Sorceress was written out of great love for a person no longer in my life—it is both a reflection of my feelings towards this person when I wrote it, as well as an emotional landscape unto itself. Upon completing the piece, I became overwhelmed with emotion and began sobbing—something I've seldom experienced with a piece of mine. I had written the piece fairly quickly, fueled by passion and excitement, but experiencing the work as a whole for the first time, even as its creator, was deeply humbling and vulnerable. I’d realized the depth of my honesty through the music and that reality both terrified and delighted me. I am grateful to have had the opportunity to feel such strong emotion, and for it to be conveyed in as authentic a manner as I could muster. If only every piece could come so easily.

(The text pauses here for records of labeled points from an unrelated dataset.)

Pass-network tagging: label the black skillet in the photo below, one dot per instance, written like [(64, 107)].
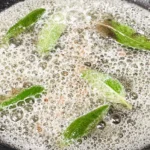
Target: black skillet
[(4, 4)]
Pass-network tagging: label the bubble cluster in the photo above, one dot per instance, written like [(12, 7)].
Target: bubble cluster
[(37, 122)]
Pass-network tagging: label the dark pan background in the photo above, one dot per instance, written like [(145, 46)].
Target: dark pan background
[(4, 4)]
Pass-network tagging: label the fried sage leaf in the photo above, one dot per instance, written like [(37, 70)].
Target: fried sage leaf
[(24, 23), (84, 124), (32, 91), (110, 88), (123, 34), (50, 33)]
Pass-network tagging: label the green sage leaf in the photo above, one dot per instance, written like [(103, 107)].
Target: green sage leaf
[(84, 124), (24, 23), (124, 34), (110, 88), (32, 91)]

This piece features bold, lyrical melodies, spooky, creeping passages, and even an unbridled metal breakdown in the central section. I endeavored to make the piece sound as “un-harp-like” as possible while still remaining idiomatic for the player. My goal was to evoke clean and distorted electric guitar sounds. To me, the piece concludes with a satisfying feeling of one’s spirit having arrived home—of course, with a bit of a sting at the very end. To recall Tavener’s Funeral Canticle, “What earthly sweetness remaineth unmixed with grief?”